InterroGate: Learning to Share, Specialize, and Prune Representations for Multi-task Learning
Babak Ehteshami Bejnordi, Gaurav Kumar, Amelie Royer, Christos Louizos, Tijmen Blankevoort, Mohsen Ghafoorian
TL;DR
InterroGate addresses task interference in multi-task learning by learning per-layer gates that decide between shared and task-specific representations for all tasks, with a sparsity-based regularizer to meet a compute budget. Gates are trained end-to-end and then fixed at inference, enabling pruning of unused parameters so all tasks can be predicted in a single forward pass with a static, efficient architecture.
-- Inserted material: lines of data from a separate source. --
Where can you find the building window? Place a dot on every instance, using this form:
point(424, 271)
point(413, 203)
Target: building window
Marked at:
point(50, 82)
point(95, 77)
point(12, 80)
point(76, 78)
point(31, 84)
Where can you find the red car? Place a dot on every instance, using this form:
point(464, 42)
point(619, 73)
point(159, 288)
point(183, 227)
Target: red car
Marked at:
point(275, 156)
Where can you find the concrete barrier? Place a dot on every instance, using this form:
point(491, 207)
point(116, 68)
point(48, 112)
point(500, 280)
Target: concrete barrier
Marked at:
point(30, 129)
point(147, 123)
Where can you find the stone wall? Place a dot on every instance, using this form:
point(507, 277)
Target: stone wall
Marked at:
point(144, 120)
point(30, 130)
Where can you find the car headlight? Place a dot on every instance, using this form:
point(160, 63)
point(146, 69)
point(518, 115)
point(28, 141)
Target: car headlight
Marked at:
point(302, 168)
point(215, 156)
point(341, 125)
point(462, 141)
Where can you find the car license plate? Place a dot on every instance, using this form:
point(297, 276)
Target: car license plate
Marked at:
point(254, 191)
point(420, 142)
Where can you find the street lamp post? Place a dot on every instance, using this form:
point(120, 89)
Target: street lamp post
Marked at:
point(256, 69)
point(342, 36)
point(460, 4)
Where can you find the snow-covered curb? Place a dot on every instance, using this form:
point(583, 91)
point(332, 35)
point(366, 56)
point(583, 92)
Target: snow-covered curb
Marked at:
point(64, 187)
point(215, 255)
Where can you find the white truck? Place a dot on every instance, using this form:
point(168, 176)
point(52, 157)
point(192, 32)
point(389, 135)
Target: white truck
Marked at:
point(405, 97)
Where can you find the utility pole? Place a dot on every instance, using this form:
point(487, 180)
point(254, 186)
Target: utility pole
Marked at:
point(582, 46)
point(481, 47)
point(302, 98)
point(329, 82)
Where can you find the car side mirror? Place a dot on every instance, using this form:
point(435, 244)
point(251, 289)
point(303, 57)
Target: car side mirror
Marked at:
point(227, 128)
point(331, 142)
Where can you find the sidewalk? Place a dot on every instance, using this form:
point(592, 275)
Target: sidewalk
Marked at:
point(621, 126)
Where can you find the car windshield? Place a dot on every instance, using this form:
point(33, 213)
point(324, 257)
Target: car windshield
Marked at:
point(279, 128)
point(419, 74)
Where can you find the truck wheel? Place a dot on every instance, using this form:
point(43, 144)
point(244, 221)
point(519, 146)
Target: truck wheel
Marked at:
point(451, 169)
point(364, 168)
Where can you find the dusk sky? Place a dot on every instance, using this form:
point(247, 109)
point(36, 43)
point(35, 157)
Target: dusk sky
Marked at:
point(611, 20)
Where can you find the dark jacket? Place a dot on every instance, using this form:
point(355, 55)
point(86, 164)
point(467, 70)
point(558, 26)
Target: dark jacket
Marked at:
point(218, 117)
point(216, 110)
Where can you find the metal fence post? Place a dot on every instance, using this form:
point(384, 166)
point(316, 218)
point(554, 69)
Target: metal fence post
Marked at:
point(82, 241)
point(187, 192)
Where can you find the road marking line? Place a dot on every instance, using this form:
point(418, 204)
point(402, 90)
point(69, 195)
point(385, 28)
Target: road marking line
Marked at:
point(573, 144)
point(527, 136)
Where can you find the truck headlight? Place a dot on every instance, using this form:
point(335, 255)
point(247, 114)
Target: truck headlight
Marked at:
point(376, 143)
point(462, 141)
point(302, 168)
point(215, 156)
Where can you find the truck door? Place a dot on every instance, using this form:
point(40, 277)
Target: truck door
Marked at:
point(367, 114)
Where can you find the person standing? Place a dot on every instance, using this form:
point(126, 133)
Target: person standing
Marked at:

The approach achieves state-of-the-art or competitive results on CelebA, NYUD-v2, and PASCAL-Context across CNN and transformer backbones, while offering a controllable trade-off between accuracy and FLOPs. This makes InterroGate practically valuable for edge devices and real-time systems requiring efficient, scalable multi-task inference.
Abstract
Jointly learning multiple tasks with a unified model can improve accuracy and data efficiency, but it faces the challenge of task interference, where optimizing one task objective may inadvertently compromise the performance of another. A solution to mitigate this issue is to allocate task-specific parameters, free from interference, on top of shared features. However, manually designing such architectures is cumbersome, as practitioners need to balance between the overall performance across all tasks and the higher computational cost induced by the newly added parameters. In this work, we propose \textit{InterroGate}, a novel multi-task learning (MTL) architecture designed to mitigate task interference while optimizing inference computational efficiency. We employ a learnable gating mechanism to automatically balance the shared and task-specific representations while preserving the performance of all tasks. Crucially, the patterns of parameter sharing and specialization dynamically learned during training, become fixed at inference, resulting in a static, optimized MTL architecture. Through extensive empirical evaluations, we demonstrate SoTA results on three MTL benchmarks using convolutional as well as transformer-based backbones on CelebA, NYUD-v2, and PASCAL-Context.